Gut microbiota communities are assembled by generation, influenced by maternal seeding, environmental factors, host genetics and age, resulting in substantial variations in composition among individuals in human populations (Eckburg et al. 2005; Costello et al. 2009; Huttenhower and Consortium 2012; Goodrich et al. 2014). Most experimental studies of host-gut microbiota interactions have employed large perturbations, such as comparisons of germ-free versus conventional mice, and the significance of common variations in gut microbiota composition for disease susceptibility is still poorly understood. Furthermore, while studies with germ-free mice have clearly implicated microbiota in clinically relevant traits, it has proven difficult to identify the responsible taxa of bacteria.
We now report a population-based analysis of host-gut microbiota interactions in the mouse. One of the issues we explore is the role of host genetics. Although some evidence is consistent with significant heritability of gut microbiota composition, the extent to which the host controls microbiota composition under controlled environmental conditions is unclear. We also examine the role of common variations in gut microbiota in metabolic traits such as obesity and insulin resistance. We performed our study using a resource termed the Hybrid Mouse Diversity Panel (HMDP), consisting of about 100 inbred strains of mice that have been either sequenced or subjected to high density genotyping (Bennett et al. 2010). The resource has several advantages for genetic analysis as compared to traditional genetic crosses. First, it allows high resolution mapping by association rather than linkage analysis, and it has now been used for the identification of a number of novel genes underlying complex traits (Farber et al. 2011; Lavinsky et al. 2015; Parks et al. 2015; Rau et al. 2015). Second, since the strains are permanent the data from separate studies can be integrated, allowing the development of large, publically available databases of physiological and molecular traits relevant to a variety of clinical disorders (systems.genetics.ucla.edu and phenome.jax.org). Third, the panel is ideal for examining gene-by-environment interactions, since it is possible to examine individuals of a particular genotype under a variety of conditions (Orozco et al. 2012; Parks et al. 2013).
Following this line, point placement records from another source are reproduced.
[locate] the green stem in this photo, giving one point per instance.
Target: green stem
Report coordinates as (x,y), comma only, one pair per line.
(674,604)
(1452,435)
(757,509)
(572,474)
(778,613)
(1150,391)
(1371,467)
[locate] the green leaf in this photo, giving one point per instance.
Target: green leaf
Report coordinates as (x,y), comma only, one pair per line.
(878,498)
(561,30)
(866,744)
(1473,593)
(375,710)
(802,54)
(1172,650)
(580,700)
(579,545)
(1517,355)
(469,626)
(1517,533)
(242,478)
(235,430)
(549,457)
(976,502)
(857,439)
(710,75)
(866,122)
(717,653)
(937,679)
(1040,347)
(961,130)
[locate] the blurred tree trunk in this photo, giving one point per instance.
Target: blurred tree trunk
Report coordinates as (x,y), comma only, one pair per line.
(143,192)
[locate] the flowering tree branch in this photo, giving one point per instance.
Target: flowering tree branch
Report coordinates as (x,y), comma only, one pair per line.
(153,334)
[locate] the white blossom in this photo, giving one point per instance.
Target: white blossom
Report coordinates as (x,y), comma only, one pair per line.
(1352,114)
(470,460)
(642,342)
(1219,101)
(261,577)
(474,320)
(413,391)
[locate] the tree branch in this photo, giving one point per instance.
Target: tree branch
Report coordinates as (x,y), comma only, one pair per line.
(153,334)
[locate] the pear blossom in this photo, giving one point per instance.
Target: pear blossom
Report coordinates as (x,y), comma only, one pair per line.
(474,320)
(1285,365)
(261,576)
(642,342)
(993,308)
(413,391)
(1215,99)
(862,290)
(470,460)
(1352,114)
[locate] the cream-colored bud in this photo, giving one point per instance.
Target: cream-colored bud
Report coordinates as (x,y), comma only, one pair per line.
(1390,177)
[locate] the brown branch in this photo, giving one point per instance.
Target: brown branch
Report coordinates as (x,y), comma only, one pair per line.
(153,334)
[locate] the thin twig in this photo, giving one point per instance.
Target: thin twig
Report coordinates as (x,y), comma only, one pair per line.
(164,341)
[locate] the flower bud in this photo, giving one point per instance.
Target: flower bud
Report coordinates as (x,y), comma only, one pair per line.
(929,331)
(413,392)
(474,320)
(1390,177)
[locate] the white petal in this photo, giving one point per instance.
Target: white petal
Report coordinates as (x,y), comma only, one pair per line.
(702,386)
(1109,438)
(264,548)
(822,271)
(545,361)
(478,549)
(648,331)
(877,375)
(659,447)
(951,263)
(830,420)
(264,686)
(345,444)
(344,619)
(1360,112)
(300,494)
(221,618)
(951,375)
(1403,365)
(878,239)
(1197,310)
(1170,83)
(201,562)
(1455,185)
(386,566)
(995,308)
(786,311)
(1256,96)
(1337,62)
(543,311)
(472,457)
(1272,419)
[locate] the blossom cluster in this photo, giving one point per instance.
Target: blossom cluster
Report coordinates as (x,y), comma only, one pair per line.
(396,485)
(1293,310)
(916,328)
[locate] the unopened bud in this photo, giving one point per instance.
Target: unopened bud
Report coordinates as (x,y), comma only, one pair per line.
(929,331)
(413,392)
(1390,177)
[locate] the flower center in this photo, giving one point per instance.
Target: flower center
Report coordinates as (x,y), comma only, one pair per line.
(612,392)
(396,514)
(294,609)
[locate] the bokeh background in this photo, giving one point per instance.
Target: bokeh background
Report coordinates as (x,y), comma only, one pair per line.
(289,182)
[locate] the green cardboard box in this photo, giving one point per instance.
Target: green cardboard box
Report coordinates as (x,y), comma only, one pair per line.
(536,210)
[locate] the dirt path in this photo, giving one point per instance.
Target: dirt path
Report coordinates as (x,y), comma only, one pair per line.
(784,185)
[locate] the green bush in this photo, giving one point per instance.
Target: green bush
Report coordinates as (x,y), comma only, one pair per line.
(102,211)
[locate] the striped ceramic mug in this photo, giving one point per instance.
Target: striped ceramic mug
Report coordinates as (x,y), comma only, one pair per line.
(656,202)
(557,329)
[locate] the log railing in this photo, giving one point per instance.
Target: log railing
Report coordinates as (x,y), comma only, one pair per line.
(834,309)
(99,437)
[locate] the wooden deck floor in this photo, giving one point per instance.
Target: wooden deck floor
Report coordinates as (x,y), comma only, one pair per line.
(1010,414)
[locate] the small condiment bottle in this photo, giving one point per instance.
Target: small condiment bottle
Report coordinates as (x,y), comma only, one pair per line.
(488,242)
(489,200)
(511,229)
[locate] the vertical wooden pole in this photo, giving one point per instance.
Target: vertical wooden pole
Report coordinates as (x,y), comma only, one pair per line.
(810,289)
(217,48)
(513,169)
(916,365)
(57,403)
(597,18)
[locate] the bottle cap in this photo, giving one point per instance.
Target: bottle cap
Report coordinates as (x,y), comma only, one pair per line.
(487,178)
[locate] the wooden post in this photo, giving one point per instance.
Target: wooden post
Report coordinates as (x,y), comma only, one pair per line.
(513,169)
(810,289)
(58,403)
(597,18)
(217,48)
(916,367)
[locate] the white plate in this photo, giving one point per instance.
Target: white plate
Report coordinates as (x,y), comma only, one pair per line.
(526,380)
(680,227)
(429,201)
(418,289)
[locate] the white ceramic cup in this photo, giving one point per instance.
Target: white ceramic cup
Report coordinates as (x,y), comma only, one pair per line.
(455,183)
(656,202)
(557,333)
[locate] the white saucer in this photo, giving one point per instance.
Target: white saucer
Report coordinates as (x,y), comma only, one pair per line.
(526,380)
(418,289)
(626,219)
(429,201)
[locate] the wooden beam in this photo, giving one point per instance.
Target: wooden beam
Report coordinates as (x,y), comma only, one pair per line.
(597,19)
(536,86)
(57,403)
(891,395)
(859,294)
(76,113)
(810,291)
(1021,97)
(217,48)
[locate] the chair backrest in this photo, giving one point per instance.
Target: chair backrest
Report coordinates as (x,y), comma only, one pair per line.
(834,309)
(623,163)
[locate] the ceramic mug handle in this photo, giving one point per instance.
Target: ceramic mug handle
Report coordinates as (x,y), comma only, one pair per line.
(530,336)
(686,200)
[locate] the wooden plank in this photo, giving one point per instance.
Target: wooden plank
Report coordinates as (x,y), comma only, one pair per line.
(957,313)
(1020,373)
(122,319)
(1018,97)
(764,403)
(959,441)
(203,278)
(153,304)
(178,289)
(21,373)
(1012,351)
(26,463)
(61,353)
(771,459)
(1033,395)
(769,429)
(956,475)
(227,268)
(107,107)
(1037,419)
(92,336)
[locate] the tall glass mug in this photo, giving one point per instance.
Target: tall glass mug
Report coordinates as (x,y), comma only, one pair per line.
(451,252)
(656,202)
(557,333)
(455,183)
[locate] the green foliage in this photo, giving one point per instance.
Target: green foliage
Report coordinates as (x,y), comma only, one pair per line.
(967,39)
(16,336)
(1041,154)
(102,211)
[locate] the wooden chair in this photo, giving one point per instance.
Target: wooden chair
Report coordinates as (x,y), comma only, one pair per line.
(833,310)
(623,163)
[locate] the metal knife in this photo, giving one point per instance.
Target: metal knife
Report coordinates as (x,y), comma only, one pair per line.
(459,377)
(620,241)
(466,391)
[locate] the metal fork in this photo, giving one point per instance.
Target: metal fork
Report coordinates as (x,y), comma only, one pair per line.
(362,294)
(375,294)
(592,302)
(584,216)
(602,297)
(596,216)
Genetics provides a potentially powerful approach to dissect host-gut microbiota interactions. Using a SNP-based approach with a linear mixed model we estimated the heritability of microbiota composition. We conclude that in a controlled environment the genetic background accounts for a significant fraction of abundance of most common microbiota.The mice were previously studied for response to a high fat, high sucrose diet, and we hypothesized that the dietary response was determined in part by gut microbiota composition. We tested this using a cross-fostering strategy in which a strain showing a modest response, SWR, was seeded with microbiota from a strain showing a strong response, AxB19. Consistent with a role of microbiota in dietary response, the cross-fostered SWR pups exhibited a significantly increased response in weight gain. To examine specific microbiota contributing to the response, we identified various genera whose abundance correlated with dietary response. In an effort to further understand host-microbiota interactions, we mapped loci controlling microbiota composition and prioritized candidate genes. Our publically available data provide a resource for future studies.
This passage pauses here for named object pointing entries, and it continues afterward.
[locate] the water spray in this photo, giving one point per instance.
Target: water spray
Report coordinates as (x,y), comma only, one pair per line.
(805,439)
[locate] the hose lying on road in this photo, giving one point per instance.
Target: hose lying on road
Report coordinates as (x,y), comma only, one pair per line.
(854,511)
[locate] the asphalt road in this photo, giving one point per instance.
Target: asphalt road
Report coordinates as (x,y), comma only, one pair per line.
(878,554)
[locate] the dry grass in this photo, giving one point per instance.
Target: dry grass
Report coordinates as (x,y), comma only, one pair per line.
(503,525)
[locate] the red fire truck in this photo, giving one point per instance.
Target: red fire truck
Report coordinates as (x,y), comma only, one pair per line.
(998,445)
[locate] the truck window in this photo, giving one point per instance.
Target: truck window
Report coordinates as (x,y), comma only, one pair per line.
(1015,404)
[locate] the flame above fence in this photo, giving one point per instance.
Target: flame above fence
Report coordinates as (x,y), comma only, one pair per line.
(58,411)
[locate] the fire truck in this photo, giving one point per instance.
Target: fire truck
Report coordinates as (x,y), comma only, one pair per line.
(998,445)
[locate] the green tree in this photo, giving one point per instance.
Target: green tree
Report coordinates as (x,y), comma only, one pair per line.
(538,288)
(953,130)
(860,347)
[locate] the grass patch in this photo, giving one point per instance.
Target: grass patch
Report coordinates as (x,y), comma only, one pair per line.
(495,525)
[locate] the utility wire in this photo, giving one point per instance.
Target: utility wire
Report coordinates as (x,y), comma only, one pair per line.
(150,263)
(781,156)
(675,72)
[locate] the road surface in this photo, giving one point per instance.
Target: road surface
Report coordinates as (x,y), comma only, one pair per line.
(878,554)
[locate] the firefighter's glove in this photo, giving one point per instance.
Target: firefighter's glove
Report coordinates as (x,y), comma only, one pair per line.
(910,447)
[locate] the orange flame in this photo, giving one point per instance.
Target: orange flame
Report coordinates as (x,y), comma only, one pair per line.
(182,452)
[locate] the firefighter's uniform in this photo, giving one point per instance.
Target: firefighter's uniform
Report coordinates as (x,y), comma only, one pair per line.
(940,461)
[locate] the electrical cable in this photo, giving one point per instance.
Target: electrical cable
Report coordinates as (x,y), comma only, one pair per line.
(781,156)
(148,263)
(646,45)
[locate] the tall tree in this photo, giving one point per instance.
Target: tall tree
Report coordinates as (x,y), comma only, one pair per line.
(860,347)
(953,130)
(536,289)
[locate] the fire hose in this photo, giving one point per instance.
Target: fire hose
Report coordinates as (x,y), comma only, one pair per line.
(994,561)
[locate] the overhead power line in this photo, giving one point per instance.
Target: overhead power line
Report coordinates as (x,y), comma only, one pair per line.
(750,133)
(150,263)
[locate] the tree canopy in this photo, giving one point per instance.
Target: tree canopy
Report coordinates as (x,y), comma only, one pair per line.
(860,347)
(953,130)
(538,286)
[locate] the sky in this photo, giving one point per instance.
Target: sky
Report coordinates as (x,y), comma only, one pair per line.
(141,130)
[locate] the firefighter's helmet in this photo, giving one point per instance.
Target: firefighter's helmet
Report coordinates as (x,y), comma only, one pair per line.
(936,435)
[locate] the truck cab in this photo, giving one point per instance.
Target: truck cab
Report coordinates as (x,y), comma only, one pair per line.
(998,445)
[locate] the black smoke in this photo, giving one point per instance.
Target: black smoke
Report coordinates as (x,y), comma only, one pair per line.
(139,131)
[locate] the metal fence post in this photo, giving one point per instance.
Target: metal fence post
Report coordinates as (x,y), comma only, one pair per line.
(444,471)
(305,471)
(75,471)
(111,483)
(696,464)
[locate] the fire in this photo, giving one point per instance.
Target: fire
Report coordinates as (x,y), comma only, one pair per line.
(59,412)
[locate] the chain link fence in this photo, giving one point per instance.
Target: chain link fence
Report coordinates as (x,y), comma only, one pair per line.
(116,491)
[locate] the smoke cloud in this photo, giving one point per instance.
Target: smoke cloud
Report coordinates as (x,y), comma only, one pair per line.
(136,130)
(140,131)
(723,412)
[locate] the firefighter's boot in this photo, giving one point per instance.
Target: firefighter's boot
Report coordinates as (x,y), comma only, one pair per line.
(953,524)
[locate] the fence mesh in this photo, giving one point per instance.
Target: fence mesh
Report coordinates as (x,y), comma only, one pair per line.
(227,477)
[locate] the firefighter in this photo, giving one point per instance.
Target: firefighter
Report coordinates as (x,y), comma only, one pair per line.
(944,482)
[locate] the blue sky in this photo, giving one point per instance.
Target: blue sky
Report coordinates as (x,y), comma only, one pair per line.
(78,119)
In our study, we concluded:
– In a total of 599 mice, 75% of them abundantly exhibited the same 17 genera
– These 17 genera accounted for 68% of reads
– Consistent with previous studies, changing diet drastically changes gut microbiota composition, and these shifts are strongly dependent on the genetic background of the mice
– Gut microbiota contribute to dietary responsiveness
– Several gut microbiota (known and novel to this study) contribute to obesity and metabolic phenotypes
– seven genome-wide significant loci (P < 4 x 10-6) were found to be associated with common genera
– We were able to estimated the heritability by using a linear mixed model approach andassuming an additive effect based on the proportion of phenotype variance accounted for by genetic relationships among the strains.
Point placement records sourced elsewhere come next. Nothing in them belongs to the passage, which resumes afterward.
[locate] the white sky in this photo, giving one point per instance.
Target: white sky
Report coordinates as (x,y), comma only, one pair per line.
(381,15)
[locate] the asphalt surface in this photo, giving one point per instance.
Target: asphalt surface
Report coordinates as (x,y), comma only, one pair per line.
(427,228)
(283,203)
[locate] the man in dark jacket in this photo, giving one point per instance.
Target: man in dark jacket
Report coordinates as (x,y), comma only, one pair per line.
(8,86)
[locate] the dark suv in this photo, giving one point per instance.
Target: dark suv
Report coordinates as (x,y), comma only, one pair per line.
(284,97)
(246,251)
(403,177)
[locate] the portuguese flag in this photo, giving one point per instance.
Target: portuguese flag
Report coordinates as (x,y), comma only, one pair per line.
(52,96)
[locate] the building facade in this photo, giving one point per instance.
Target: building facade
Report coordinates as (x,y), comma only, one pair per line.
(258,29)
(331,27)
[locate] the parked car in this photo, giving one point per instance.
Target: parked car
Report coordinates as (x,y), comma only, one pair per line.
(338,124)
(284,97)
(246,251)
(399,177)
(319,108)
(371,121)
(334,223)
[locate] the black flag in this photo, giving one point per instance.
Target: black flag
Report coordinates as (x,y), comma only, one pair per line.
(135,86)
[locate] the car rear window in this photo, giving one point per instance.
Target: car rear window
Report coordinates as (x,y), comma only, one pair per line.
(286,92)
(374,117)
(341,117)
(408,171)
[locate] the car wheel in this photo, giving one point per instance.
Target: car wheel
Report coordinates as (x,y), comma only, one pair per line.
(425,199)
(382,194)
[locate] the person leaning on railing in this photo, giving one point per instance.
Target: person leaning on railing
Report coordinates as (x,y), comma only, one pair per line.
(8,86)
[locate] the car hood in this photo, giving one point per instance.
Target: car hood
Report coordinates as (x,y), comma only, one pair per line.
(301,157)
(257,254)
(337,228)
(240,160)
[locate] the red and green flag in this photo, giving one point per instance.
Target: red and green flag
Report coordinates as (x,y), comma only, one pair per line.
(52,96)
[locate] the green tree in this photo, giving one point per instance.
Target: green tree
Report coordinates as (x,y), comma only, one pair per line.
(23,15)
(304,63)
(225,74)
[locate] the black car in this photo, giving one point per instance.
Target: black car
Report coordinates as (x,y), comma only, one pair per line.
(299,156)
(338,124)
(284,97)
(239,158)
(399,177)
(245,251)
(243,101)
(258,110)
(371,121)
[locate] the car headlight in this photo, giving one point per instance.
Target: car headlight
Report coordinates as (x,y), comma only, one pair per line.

We began our study with the hypothesis that the dietary response was dictated in part by differences in gut microbiota. We showed that different inbred strains of mice differ strikingly in the composition of gut microbiota and provided evidence that the variation is determined in part by the host genetic background. Consistent with our hypothesis, we showed that cross-fostering between two strains of mice affected dietary response to the high fat, high sucrose diet. By correlating microbiota composition with dietary response among the HMDP inbred strains, we were able to identify several candidate microbiota influencing dietary response.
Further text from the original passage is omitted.